La mente umana spazia senza limiti fra gioie e dolori, fra carezze e violenze, valica i confini dell’incomprensibile approdando spesso su isole sperdute nella incoscienza di ognuno. Si dona la vita per errore e ci si sente liberi di toglierla per scelta. Perché mai questo deve accadere? In taluni casi in cui si verificano nascite in seguito a stupro, il trauma è talmente devastante che è accaduto più volte che le vittime ricorressero a gesti estremi; eppure, se solo si pensasse per un attimo di chiedere aiuto, perché l’aiuto arriverebbe, porterebbe rimedi opportuni per entrambi le parti, per la madre e per il nascituro.

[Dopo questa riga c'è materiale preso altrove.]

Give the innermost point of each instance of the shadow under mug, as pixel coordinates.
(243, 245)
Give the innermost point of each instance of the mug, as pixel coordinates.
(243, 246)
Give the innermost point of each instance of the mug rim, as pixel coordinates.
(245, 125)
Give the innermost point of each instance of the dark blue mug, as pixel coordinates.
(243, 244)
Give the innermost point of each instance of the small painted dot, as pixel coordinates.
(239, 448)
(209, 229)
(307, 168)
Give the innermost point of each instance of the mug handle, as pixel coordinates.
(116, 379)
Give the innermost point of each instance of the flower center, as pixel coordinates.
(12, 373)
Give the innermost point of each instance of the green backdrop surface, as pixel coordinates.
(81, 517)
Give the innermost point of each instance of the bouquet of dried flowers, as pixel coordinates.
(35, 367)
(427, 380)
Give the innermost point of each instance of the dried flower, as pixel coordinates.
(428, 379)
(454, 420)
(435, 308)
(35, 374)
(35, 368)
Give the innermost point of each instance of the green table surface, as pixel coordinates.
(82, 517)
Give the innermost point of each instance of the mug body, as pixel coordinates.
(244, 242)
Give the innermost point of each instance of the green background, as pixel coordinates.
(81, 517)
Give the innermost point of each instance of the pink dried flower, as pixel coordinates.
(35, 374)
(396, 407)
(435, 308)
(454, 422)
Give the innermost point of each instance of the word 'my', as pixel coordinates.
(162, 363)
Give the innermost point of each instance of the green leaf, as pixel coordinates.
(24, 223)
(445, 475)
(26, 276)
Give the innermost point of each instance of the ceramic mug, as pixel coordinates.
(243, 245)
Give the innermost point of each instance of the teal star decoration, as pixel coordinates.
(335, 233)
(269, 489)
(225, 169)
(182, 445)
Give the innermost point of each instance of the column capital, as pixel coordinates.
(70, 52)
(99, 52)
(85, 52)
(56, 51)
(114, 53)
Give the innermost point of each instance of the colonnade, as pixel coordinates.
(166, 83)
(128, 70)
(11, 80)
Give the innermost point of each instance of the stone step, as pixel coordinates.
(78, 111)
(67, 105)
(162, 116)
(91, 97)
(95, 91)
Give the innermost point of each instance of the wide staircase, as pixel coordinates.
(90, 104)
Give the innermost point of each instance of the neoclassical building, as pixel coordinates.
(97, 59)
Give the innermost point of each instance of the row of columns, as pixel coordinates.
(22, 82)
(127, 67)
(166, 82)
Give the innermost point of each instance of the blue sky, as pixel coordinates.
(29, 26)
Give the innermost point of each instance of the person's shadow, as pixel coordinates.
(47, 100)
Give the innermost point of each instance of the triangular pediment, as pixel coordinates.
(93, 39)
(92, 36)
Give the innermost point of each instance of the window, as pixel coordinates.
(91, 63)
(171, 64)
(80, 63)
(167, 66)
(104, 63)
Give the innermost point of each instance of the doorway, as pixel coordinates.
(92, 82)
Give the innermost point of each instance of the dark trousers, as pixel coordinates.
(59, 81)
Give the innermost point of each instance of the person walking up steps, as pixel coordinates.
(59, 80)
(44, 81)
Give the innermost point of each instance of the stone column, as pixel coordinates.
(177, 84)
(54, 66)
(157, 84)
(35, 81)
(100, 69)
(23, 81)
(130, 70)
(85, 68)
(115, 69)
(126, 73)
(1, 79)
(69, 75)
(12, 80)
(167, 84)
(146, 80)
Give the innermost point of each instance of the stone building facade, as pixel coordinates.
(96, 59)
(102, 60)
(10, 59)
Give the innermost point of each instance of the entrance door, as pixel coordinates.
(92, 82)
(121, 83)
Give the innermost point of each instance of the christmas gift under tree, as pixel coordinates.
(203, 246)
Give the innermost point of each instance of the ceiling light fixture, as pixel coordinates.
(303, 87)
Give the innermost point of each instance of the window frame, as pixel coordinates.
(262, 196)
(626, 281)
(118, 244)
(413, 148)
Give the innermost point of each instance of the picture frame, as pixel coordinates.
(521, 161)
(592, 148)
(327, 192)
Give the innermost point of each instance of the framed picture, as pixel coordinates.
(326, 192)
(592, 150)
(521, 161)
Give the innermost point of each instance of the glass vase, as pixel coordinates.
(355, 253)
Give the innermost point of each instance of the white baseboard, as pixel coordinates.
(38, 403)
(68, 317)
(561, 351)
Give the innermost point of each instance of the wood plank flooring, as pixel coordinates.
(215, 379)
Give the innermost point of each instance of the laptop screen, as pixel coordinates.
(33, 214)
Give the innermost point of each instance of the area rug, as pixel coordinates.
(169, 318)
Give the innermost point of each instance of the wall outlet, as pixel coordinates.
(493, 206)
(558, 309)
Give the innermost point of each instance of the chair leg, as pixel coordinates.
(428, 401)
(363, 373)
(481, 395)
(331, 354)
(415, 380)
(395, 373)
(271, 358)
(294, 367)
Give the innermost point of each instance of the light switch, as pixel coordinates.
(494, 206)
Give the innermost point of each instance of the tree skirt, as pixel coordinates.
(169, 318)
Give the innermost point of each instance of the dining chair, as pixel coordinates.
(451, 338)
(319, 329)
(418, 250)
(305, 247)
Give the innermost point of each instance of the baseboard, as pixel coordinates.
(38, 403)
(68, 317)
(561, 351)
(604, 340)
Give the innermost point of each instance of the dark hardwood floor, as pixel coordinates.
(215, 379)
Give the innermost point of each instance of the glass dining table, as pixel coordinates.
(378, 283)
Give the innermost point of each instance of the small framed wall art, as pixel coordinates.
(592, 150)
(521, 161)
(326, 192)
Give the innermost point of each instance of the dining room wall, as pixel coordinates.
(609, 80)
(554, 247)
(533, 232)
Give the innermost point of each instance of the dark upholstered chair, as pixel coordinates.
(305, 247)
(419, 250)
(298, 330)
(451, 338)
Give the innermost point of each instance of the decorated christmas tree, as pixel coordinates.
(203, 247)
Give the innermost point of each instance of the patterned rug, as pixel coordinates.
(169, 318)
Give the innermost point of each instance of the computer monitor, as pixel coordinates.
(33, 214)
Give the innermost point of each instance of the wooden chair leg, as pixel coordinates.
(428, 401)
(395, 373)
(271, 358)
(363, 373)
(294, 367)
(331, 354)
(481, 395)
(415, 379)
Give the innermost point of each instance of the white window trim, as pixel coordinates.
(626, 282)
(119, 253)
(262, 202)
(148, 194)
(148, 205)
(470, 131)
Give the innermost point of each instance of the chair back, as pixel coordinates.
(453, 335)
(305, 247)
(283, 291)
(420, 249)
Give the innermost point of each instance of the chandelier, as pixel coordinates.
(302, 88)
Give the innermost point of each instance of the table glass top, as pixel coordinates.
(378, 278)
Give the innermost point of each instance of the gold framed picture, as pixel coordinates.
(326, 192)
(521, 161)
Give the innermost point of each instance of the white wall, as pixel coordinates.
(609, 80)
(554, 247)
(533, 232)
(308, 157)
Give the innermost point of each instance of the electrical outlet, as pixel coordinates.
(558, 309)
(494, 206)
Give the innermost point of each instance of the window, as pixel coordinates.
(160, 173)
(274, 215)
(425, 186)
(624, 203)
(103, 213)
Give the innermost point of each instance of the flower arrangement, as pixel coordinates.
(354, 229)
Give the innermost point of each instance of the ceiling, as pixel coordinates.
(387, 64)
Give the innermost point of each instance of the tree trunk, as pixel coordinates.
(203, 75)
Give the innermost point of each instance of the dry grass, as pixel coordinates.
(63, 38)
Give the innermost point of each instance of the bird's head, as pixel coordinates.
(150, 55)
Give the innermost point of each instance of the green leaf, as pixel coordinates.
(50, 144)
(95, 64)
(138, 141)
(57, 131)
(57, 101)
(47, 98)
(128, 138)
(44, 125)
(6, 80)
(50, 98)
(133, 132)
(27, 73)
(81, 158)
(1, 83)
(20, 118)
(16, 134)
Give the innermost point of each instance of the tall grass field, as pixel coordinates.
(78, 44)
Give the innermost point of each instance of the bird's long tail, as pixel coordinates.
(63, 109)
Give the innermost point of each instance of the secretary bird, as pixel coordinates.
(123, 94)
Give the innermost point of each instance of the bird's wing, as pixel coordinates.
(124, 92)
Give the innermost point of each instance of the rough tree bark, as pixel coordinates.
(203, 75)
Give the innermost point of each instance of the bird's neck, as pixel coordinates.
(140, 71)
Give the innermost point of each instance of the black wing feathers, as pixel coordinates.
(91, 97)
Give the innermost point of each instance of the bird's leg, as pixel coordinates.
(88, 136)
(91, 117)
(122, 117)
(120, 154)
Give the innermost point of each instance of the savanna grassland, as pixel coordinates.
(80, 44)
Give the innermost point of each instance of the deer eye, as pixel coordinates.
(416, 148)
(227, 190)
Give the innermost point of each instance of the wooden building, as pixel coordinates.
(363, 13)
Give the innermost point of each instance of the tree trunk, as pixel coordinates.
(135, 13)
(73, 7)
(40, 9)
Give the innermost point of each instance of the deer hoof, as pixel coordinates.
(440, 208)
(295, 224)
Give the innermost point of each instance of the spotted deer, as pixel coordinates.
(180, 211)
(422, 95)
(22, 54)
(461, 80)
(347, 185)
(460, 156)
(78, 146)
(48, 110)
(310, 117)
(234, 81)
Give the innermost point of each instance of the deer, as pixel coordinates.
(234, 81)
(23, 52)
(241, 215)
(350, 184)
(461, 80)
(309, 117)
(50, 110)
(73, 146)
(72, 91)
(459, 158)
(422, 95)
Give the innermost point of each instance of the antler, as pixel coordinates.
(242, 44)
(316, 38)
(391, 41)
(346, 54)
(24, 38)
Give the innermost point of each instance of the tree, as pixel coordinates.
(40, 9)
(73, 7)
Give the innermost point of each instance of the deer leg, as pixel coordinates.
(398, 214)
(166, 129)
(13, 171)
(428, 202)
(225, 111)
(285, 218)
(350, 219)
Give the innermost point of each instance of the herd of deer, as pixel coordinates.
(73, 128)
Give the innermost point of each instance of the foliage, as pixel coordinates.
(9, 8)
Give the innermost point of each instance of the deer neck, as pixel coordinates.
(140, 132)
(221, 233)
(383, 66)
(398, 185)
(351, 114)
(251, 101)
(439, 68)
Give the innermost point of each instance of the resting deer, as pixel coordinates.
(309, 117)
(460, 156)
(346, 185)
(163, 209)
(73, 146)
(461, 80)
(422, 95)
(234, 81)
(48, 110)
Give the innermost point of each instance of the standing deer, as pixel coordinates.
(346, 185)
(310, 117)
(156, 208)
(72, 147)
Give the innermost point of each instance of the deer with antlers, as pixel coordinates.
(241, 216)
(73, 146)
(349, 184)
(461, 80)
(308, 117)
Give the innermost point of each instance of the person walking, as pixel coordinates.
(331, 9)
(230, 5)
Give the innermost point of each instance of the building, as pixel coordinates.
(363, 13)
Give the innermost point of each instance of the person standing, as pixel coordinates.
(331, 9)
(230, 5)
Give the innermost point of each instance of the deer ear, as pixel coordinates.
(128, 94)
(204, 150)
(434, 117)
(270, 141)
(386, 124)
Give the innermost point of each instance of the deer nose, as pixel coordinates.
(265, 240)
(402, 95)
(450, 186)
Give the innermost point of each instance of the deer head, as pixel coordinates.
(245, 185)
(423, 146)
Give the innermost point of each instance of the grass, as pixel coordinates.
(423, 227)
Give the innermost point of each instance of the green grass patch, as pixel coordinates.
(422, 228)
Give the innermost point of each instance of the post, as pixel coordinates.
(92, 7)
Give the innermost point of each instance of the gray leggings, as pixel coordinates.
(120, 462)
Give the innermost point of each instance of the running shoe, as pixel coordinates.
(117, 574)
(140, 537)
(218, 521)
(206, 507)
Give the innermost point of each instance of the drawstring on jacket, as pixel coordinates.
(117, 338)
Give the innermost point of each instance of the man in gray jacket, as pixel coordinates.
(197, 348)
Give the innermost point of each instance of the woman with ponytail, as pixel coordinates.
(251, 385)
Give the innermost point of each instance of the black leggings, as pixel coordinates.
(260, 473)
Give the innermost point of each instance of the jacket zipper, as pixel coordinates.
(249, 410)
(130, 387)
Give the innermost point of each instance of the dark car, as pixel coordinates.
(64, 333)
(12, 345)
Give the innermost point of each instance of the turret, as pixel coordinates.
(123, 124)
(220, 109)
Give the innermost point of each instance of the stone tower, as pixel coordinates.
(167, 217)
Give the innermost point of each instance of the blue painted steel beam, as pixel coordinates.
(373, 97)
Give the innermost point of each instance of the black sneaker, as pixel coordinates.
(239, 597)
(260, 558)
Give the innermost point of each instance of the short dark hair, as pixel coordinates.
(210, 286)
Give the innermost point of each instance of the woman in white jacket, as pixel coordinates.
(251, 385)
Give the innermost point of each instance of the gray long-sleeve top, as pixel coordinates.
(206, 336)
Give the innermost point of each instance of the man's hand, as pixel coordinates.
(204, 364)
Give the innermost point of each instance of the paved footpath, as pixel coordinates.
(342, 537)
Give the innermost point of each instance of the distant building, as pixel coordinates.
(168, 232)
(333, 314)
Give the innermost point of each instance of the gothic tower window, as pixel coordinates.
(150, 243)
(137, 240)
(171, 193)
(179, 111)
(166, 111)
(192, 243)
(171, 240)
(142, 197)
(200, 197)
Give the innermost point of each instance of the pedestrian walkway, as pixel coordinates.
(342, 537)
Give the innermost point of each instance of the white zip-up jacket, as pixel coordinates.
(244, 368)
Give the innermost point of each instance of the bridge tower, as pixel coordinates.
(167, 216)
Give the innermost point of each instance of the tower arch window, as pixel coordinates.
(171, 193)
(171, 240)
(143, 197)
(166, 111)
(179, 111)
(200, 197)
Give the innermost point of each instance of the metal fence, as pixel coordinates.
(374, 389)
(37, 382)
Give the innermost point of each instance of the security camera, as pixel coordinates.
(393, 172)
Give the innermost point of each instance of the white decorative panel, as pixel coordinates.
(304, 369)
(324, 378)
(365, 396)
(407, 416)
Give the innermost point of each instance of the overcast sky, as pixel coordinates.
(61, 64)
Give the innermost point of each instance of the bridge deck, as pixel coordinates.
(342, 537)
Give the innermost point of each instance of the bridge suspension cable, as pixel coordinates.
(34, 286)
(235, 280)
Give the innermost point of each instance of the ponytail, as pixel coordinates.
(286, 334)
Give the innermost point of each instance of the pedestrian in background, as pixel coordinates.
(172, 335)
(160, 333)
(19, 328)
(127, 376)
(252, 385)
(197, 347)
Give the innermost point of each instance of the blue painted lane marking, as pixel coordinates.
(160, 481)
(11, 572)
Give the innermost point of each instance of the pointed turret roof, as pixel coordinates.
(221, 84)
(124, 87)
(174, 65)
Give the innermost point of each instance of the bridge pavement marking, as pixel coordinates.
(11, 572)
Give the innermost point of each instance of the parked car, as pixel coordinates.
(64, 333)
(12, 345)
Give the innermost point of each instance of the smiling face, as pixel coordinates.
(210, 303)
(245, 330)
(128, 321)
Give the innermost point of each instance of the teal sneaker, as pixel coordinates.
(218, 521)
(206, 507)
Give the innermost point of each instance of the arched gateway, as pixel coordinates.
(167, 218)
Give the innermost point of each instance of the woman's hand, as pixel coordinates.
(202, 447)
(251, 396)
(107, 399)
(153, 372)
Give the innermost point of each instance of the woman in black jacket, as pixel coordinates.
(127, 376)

Le ragazze madri vengono seguite, accolte, protette. I figli indesiderati hanno la possibilità di far valere quel diritto alla vita che assassinati non avranno mai modo di scoprirlo. Purtroppo, sono diversi e contrapposti i punti inerenti alla donna e la scelta di tenere o meno un bambino. Il concetto di aborto vede battaglie aperte come teorie di valenza fra volere e valere. La fede di ogni credo, la cultura di ogni popolo, la mentalità, la coscienza, il tutto gioca un ruolo importantissimo che gira inesorabilmente intorno allo stato d’animo di una donna.
Ma che colpa hanno quei bambini gettati in una piccola buca scavata fra la spossatezza del parto e la paura di essere scoperta, sepolti da poche manciate di terra gettata alla rinfusa su corpicini forse ancora caldi ed essere ritrovati per caso dalle zampe di un cane che felice pensava di trovare in premio un osso e che invece aveva trovato un qualcosa che non aveva avuto in premio la possibilità di vivere. Questa la cruda realtà! Stare dalla parte di quei bambini. È vero stare dalla parte di queste donne e delle loro sofferenze è un dovere di ognuno ma chi si pone dalla parte di esseri totalmente indifesi incapaci di urlare al mondo che hanno fame di vivere?
Altra domanda che nasce veramente spontanea in tutti è sul come possa accadere che una ragazza che vive in una famiglia benestante e unita sia stata talmente capace di nascondere per ben due volte, due momenti di gestazione, alla madre soprattutto. Una madre non può non notare i cambiamenti in sua figlia, cambiamenti fisici, espressivi, di umore. Qui non si cerca di certo un colpevole poiché una madre che decide e accetta di sopprimere i propri figli a mio avviso è già colpevole. I complici chi sono? I complici siamo tutti noi, una società incapace di guardare alle problematiche dei nostri figli. Troppo distratti dai telefonini, troppo vergognosamente presi dalle nostre indubbie esigenze, lontanissimi ormai da quelle che potrebbero essere le loro esigenze. E così si verificano ogni giorno episodi contro la stessa natura umana di padri che non provano nessun sentimento verso i loro stessi figli, di madri che antepongono i loro bisogni ai bisogni delle loro creature con una tale leggerezza, superficialità ed egoismo che hanno la piena convinzione di avere anche ragione. E ci meravigliamo che certa gente possa ammazzare a sangue freddo gli animali, le vere bestie sono uomini e donne che si celano sotto il nome di esseri umani.